Reiterating a few things discussed in a
previous thread:
When I think of the reasons I like the classic Superman, many of them have to do with the aesthetic aspects --the "look" of Superman comics. So, my favourite artists are those who exemplofy some aspect of the house style at DC. A mix of the cartoony and the professional advertising art/adventure comic strip/illustrator styles. Besides the classic linework of Curt Swan and the extremely loveable and clunkily iconic Boring, the other artists from the same time period that I love include Jim Mooney, George Papp, Dick Sprang, Shaffenberger, Shuster and the Shuster studio, etc, etc.

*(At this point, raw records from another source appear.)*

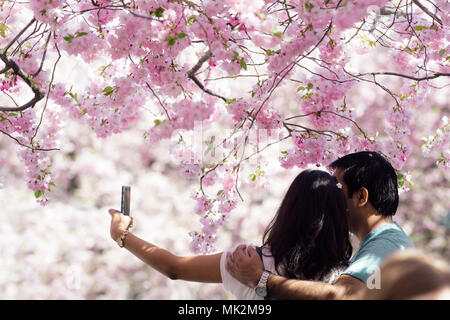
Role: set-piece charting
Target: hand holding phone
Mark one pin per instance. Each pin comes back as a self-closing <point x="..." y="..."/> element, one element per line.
<point x="125" y="206"/>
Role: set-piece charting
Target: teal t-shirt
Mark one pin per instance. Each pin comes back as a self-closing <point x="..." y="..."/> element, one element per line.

My list would not include anyone who came to the comics after 1970, since dynamic, innovative layouts in the Neal Adams tradition (and I would put George Perez in that category, as well as Garcia Lopez) are really not part of that more-or-less static artisitic tradition --although I do have a soft spot for Neal Adams' Ali book. Which is not to say the older artists were not innovative or dynamic. They were, only in a different way. By the same token, although the dynamic innovator supreme, Jack Kirby, worked on Superman-related stories in the 1970s, he qualifies as neither fish nor fowl in this context. A mainstay of the Golden and Silver Age, he defined the look of comics for several publishers (but not for Superman). In the Bronze Age (which he can be credited with starting) his work was still unlike any others --definitely not part of any tradition.
Incidentally, does anyone have a scan of that Boy Commandos cover featuring a Superman parody from 1947 --3 years before Mad? Kirby drew it.